For condition like channels (which may or may not have replies), just use leftJoin method.
public function sortedChannels($orderBy)
{
return $this->channels()
->leftJoin('replies', 'channel.id', '=', 'replies.channel_id')
->orderBy('replies.created_at', $orderBy)
->get();
}
Edit:
If you want to add groupBy method to the query, you have to pay special attention to your orderBy clause. Because in Sql nature, Group By clause run first before Order By clause. See detail this problem at this stackoverflow question.
So if you add groupBy method, you have to use orderByRaw method and should be implemented like the following.
return $this->channels()
->leftJoin('replies', 'channels.id', '=', 'replies.channel_id')
->groupBy(['channels.id'])
->orderByRaw('max(replies.created_at) desc')
->get();
Inside your channel class you need to create this hasOne relation (you channel hasMany replies, but it hasOne latest reply):
public function latestReply()
{
return $this->hasOne(\App\Reply)->latest();
}
You can now get all channels ordered by latest reply like this:
Channel::with('latestReply')->get()->sortByDesc('latestReply.created_at');
To get all channels from the user ordered by latest reply you would need that method:
public function getChannelsOrderdByLatestReply()
{
return $this->channels()->with('latestReply')->get()->sortByDesc('latestReply.created_at');
}
where channels() is given by:
public function channels()
{
return $this->belongsToMany('App\Channel');
}
Firstly, you don't have to specify the name of the pivot table if you follow Laravel's naming convention so your code looks a bit cleaner:
public function channels()
{
return $this->belongsToMany('App\Channel') ...

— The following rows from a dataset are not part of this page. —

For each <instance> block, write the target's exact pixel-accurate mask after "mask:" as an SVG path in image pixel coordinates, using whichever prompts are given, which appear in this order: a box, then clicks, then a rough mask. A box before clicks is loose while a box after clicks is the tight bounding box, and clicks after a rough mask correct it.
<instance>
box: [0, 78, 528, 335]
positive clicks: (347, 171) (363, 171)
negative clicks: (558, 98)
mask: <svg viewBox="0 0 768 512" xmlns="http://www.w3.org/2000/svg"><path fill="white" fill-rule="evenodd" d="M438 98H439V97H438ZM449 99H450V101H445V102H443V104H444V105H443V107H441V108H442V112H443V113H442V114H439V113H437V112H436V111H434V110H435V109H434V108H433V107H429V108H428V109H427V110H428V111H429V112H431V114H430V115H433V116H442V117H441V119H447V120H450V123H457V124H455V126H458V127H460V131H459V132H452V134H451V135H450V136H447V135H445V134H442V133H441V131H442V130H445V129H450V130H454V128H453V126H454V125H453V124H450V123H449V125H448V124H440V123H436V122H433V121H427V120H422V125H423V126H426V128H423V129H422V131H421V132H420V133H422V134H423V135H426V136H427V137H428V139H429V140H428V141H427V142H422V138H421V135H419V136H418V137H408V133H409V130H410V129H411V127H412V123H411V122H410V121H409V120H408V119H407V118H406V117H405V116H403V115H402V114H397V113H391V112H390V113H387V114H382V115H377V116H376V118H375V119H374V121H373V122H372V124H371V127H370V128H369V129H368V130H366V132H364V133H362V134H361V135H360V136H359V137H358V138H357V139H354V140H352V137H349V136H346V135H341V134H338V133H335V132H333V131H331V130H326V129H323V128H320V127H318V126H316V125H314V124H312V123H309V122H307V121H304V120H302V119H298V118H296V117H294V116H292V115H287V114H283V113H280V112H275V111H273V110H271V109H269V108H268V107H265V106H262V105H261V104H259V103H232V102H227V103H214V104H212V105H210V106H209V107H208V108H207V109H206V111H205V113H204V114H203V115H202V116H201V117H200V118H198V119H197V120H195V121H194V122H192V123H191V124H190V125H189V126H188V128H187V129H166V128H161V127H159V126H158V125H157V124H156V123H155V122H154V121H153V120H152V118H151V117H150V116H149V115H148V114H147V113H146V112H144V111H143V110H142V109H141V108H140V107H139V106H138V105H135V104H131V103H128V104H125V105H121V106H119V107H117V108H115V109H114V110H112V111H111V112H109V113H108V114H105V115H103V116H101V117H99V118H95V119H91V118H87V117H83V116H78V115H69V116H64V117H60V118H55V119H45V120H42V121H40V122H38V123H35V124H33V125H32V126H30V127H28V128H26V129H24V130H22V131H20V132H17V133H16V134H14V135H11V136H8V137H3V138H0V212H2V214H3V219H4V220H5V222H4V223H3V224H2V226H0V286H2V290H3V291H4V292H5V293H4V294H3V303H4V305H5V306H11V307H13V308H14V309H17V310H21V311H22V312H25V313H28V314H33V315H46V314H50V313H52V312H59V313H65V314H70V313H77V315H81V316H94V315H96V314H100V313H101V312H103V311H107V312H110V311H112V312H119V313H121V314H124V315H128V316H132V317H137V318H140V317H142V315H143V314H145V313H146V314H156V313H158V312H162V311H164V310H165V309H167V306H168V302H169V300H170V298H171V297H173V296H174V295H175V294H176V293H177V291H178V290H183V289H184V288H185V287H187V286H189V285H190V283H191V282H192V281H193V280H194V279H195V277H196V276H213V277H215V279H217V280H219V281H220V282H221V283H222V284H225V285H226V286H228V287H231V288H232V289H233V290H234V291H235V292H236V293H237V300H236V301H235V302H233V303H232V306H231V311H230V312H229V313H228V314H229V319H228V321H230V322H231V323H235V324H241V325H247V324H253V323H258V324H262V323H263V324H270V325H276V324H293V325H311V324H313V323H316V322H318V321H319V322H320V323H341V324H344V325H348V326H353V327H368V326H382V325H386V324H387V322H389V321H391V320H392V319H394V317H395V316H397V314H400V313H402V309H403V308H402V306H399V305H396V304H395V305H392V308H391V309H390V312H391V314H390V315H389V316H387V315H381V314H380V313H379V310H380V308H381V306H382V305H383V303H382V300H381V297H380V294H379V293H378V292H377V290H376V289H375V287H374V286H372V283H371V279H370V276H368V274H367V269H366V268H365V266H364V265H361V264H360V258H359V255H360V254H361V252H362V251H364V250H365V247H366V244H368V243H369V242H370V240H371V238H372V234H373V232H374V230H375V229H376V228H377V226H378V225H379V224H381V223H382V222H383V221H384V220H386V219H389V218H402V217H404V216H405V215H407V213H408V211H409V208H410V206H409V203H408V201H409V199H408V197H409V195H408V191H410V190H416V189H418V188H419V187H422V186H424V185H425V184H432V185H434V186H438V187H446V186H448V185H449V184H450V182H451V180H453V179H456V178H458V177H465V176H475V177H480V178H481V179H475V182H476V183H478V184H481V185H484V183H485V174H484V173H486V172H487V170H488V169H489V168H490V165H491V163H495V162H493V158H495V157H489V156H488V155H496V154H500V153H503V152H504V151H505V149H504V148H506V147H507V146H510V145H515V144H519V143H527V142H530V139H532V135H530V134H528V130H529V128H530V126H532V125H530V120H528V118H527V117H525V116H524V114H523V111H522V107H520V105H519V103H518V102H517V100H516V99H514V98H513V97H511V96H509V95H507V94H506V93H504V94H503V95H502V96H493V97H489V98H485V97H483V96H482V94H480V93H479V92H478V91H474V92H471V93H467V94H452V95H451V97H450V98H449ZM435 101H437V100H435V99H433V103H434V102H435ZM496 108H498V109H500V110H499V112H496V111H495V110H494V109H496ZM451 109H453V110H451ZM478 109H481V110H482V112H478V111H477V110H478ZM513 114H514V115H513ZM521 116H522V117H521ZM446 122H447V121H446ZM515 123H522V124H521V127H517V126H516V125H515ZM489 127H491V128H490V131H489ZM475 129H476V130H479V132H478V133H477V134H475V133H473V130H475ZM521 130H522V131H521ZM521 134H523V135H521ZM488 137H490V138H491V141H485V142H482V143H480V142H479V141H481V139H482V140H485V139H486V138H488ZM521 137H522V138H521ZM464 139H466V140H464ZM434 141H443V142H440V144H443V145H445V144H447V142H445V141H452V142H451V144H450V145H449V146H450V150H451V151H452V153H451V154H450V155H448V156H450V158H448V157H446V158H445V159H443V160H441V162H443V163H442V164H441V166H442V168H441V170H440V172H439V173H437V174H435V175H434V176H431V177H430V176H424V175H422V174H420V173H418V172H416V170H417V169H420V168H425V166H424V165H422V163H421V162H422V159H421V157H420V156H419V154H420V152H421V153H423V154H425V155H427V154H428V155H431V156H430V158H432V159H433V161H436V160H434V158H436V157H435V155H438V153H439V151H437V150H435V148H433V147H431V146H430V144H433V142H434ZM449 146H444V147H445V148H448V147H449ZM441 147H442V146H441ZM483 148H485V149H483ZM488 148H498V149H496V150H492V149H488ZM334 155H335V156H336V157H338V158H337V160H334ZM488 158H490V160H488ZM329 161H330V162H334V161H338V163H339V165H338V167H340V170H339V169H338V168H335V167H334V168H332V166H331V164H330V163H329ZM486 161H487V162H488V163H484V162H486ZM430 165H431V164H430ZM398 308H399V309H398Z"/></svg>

Secondly, you'd have to call join explicitly to achieve the result in one query:
public function channels()
{
return $this->belongsToMany(Channel::class) // a bit more clean
->withPivot('is_approved')
->leftJoin('replies', 'replies.channel_id', '=', 'channels.id') // channels.id
->groupBy('replies.channel_id')
->orderBy('replies.created_at', 'desc');
}
If you have a hasOne() relationship, you can sort all the records by doing:
$results = Channel::with('reply')
->join('replies', 'channels.replay_id', '=', 'replies.id')
->orderBy('replies.created_at', 'desc')
->paginate(10);
This sorts all the channels records by the newest replies (assuming you have only one reply per channel.) This is not your case, but someone may be looking for something like this (as I was.)